By | 28. Juni 2018

Der Kindle Previewer ist ein kostenloses Tool, mit dem Autoren auf ihrem Computer überprüfen können, wie ein Kindle-E-Book auf verschiedenen Geräten aussieht. Diese Funktion steht zwar bei KDP auch online zur Verfügung, aber manchmal ist es einfach praktischer, diese Tests offline durchzuführen. Natürlich haben wir keine Garantie, dass unser E-Book tatsächlich auf allen Geräten so aussieht. Aber Probleme, die uns bei der Ansicht mit dem Kindle Previewer auffallen, werden mit Sicherheit auch auf „richtigen“ Geräten auftreten.

Im Laufe der Jahre sind mehrere Versionen des Kindle Previewer erschienen. Alle waren in ihren Funktionen ziemlich eingeschränkt und machten das Betrachten der E-Books anstrengend.

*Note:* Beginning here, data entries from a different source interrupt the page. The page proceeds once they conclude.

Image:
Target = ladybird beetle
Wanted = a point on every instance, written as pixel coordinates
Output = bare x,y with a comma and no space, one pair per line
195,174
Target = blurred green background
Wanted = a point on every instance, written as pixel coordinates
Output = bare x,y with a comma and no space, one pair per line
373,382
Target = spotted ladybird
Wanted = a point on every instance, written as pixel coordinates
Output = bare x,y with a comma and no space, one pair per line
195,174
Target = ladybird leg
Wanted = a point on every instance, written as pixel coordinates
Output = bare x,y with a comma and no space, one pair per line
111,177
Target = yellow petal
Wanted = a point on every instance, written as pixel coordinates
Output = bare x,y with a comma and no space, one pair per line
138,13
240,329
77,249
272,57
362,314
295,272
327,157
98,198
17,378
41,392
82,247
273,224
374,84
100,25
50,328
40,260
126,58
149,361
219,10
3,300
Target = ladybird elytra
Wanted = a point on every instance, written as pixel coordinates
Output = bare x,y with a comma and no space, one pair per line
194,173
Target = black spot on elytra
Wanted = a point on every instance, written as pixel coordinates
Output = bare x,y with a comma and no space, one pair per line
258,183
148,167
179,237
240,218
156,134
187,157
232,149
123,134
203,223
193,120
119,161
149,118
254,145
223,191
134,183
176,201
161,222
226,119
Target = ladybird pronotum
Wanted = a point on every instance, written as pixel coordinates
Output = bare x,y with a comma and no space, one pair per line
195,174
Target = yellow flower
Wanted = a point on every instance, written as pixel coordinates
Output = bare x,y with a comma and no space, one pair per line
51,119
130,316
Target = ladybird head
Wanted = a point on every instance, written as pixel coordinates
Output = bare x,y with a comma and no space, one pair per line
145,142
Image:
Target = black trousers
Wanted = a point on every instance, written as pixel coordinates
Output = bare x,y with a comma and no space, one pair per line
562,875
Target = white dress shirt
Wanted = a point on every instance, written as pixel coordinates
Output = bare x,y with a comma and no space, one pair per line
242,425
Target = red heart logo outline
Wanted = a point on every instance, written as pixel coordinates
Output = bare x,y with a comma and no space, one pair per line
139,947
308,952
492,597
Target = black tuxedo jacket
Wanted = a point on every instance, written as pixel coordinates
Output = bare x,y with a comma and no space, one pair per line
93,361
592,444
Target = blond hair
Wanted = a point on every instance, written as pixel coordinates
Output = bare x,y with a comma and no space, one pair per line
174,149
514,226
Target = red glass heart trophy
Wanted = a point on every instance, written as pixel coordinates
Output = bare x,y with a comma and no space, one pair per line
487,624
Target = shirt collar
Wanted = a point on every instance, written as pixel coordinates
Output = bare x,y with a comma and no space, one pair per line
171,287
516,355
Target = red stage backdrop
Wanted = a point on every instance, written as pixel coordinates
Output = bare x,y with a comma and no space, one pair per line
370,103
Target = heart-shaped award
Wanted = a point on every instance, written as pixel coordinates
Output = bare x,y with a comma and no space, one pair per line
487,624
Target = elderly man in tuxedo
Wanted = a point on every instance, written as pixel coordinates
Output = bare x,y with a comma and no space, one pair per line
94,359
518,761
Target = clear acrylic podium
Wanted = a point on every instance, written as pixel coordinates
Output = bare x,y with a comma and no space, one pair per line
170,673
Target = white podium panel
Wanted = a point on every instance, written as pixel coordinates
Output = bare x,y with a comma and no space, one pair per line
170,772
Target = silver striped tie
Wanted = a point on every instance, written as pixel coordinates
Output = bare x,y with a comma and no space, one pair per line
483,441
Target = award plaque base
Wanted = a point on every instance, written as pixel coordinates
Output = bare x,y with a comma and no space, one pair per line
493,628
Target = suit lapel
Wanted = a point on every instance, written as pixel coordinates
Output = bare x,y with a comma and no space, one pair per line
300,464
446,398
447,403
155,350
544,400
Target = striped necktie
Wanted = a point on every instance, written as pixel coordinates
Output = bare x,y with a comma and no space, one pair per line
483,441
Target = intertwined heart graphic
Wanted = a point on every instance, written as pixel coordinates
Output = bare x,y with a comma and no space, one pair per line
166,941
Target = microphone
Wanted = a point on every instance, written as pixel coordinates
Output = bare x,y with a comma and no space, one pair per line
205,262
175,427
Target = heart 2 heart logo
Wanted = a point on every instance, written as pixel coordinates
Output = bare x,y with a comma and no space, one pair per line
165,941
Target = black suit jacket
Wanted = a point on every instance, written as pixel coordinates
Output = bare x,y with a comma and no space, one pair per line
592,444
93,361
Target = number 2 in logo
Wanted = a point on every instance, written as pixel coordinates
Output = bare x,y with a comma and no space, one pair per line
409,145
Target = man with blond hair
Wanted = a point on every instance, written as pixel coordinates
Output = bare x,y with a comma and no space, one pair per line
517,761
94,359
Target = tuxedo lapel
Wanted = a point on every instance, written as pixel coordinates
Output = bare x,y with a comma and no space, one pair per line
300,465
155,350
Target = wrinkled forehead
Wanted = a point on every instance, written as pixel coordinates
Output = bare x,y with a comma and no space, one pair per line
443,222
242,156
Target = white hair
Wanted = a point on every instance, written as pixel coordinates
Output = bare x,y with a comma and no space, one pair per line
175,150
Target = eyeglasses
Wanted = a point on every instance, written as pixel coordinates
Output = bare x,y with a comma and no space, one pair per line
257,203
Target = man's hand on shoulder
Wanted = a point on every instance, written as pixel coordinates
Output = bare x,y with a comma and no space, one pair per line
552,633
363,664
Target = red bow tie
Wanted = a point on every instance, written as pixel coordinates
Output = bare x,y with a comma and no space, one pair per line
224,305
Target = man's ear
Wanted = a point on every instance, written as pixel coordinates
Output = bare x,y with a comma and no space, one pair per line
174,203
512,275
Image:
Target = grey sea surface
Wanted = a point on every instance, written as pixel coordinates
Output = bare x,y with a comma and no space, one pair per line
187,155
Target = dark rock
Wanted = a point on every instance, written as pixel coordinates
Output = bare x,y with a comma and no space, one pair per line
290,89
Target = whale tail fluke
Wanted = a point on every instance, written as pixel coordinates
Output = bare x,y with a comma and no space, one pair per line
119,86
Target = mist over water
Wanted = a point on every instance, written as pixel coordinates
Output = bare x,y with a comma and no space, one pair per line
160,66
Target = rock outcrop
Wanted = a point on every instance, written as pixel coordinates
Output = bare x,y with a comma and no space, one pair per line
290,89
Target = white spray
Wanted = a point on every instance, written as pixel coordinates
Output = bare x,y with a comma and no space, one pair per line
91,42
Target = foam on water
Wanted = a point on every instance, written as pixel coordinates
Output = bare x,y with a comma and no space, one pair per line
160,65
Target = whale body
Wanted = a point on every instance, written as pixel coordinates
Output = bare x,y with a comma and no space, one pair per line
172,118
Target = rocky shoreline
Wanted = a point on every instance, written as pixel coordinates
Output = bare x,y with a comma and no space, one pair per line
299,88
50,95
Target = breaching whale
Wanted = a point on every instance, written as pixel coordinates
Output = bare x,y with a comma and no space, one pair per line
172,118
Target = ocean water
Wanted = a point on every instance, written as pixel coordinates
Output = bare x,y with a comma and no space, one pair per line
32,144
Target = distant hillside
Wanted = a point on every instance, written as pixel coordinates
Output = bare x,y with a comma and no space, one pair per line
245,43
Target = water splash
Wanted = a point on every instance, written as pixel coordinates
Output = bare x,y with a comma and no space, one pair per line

Die E-Books sahen nie so „schön“ aus wie auf richtigen Testgeräten oder in Leseapps. Die neue Version ist ein großer Schritt vorwärts.

Die Versionen des Kindle Previewer im Vergleich

Leichenschatten mit Kindle Previewer alt

Den alte Kindle Prewiewer konnte man nur in einem Fenster mit festgelegter Größe nutzen. Drei Gerätetypen standen zur Auswahl. Man konnte die Ansicht des E-Books innerhalb dieses Fensters auf Größen einstellen und ansonsten die Schriftgröße verändern. Die Auswahl der Schriften war auf eine begrenzt.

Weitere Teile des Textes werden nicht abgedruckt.